Les bureaucrates de la FDS ne se contentent pas de leur argument d’incompatibilité de forum intellectuel sur l’université avec l’activité d’enseignement universitaire ; ils divisent l’UEH en autant de caciquats qu’il y a d’entités à l’UEH : « Par ailleurs, ce Conseil ne prend pas en considération l’organisation d’activités étudiantes extra-académiques que si elles sont introduites et coordonnées par l’association des étudiants de la Faculté des Sciences ». Autrement dit, seuls ces derniers peuvent utiliser l’espace de la FDS qui est pourtant, une entité de l’UEH, ne jouissant donc d’aucune autonomie institutionnelle. Qui l’aurait cru ? Hier, on revendiquait ensemble la démocratie universitaire ; aujourd’hui, on instaure la bureaucratie facultaire. Les étudiantes et étudiants de la Lutte Etudiante viennent de quel caciquat universitaire ? Des caciques ont décidé qu’ils sont des universitaires d’un autre Etat !

Le bureaucratisme et le caciquisme ne sont pas des formes exclusives de la gestion à la Faculté des Sciences. A la Faculté des Sciences Humaines, le propriétaire ferme boutique quand cela l’arrange ; il interdit la vente de cours à des professeurs auxquels il porte ombrage. Il vient de fermer les bureaux-comptoirs où des « commis-professeurs » vendaient en particulier à des étudiants-consommateurs, des « connaissances-marchandises » qu’ils devaient livrer pour leur reproduction, et ceci, sans avoir préalablement informé le marché. Il a décrété que des professeurs n’enseignant pas à la FASCH, perdent leur droit d’accompagner des étudiants à la réalisation de mémoire, tandis qu’il reconnaît ce droit à des professeurs étrangers d’université étrangère. Encore s’agit-il d’un exemple de division qui identifie les autres en vue de travailler à la reproduction du fétichisme universitaire !

Par ailleurs, il utilise des recettes de la Faculté-boutique à des dépenses jugées payantes dans sa stratégie d’exclusion de professeurs qui s’opposent à la réification de connaissances.

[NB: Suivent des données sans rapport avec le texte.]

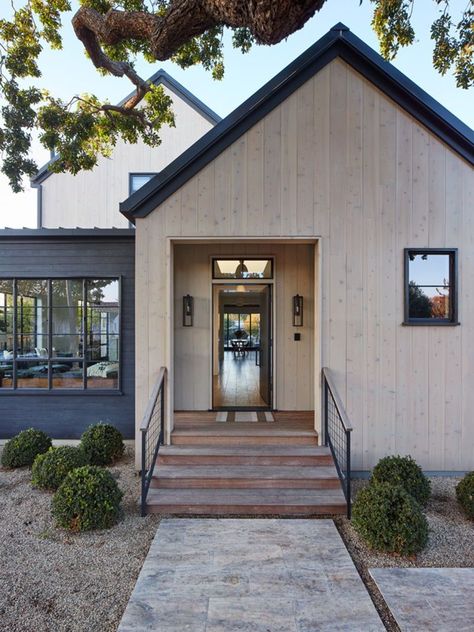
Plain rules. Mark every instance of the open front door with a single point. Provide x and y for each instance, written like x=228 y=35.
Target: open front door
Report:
x=265 y=355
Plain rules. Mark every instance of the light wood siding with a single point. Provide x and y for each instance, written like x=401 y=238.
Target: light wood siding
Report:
x=92 y=198
x=294 y=371
x=341 y=161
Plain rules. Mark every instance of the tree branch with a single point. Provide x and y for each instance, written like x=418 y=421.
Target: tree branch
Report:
x=268 y=21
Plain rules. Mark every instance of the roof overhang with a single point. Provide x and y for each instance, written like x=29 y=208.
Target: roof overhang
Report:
x=339 y=42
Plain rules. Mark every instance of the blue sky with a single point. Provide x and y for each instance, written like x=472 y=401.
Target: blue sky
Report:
x=69 y=72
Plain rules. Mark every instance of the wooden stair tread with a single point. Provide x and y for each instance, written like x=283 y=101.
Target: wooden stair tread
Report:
x=246 y=472
x=246 y=501
x=226 y=450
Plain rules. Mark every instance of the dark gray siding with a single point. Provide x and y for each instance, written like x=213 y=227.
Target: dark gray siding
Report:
x=65 y=416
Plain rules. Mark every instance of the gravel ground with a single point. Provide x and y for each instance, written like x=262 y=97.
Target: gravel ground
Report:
x=82 y=582
x=52 y=580
x=450 y=542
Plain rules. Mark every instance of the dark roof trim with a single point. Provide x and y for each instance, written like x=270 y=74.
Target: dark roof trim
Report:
x=18 y=234
x=339 y=42
x=161 y=77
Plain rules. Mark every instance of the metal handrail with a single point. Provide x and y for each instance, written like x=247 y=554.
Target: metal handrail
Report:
x=337 y=434
x=152 y=431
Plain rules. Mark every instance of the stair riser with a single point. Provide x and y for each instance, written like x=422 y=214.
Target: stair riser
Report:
x=245 y=483
x=245 y=510
x=213 y=440
x=298 y=461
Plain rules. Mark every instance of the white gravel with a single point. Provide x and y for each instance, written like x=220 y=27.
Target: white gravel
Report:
x=52 y=580
x=451 y=536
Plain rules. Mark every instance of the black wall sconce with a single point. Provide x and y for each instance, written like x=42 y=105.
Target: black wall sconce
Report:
x=188 y=311
x=297 y=311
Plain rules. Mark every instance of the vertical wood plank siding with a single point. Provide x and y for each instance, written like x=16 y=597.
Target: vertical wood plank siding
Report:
x=92 y=198
x=66 y=416
x=341 y=161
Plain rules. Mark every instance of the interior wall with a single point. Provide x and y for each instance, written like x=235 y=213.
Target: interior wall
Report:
x=294 y=361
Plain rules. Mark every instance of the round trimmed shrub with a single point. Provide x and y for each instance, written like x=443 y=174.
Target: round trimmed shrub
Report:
x=25 y=447
x=404 y=471
x=50 y=469
x=465 y=494
x=389 y=519
x=102 y=444
x=88 y=498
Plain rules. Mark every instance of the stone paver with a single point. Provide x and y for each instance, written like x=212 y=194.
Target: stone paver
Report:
x=429 y=599
x=231 y=575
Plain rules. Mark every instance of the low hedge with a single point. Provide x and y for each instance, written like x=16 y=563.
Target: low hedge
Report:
x=403 y=471
x=22 y=449
x=102 y=444
x=465 y=494
x=389 y=519
x=88 y=498
x=50 y=469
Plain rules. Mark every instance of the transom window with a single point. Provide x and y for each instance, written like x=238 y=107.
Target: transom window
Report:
x=137 y=180
x=242 y=268
x=430 y=286
x=59 y=334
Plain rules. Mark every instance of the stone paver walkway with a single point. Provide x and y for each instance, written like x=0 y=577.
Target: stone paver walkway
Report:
x=429 y=599
x=231 y=575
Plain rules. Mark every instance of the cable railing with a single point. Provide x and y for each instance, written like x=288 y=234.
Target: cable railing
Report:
x=337 y=434
x=152 y=431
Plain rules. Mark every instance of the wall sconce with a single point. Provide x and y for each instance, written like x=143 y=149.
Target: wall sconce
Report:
x=188 y=310
x=297 y=311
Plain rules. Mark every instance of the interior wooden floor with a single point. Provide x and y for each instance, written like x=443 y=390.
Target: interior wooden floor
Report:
x=238 y=382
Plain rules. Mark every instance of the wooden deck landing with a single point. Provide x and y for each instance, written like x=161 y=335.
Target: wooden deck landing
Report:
x=250 y=468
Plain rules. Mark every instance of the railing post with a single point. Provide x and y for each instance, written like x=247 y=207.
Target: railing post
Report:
x=348 y=474
x=143 y=500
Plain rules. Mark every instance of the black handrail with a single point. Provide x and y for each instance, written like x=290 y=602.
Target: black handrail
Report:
x=337 y=434
x=152 y=430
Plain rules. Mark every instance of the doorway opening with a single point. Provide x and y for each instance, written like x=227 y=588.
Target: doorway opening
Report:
x=242 y=346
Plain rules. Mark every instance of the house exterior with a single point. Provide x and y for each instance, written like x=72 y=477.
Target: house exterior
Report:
x=67 y=354
x=333 y=208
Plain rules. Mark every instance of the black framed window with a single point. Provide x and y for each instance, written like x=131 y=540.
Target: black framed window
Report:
x=431 y=286
x=238 y=268
x=137 y=180
x=61 y=333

La Réforme de l’Université d’Etat d’Haïti doit donc viser à établir l’autorité du Rectorat et à réaliser l’unification institutionnelle de l’UEH, tout en aménageant des espaces de participation et de coopération entre les diverses entités de cette dernière. En ce sens, la réforme est une lutte contre la bureaucratisation de l’éducation universitaire et la survivance de la pratique sociale de cacique dans les facultés. Le processus de réforme doit résoudre le problème de l’autoritarisme et veiller à l’instauration des relations sociales émancipatrices dans la gestion universitaire. N’est-ce pas là , l’une des possibilités de réflexion à des centaines d’étudiants et professeurs, que pouvait offrir la tenue d’un forum sur la réforme à l’université, dans l’espace le plus grand de l’UEH qu’est l’Auditorium de la FDS ? L’Université d’Etat d’Haïti existe réellement, mais seulement à travers ses facultés ; cette constitution ne doit pas être séparée de cette existence. Cette dialectique fait de toutes les composantes de l’UEH, des acteurs à part entière dans la lutte pour la démocratisation des relations de pouvoir au sein de l’institution et de toutes ses entités. Au nom de la liberté académique et de l’égalité réelle d’accès à l’espace universitaire, nous revendiquons le droit d’utiliser les espaces facultaires à des débats, forums et colloques, quel que soit l’horizon politique des organisateurs.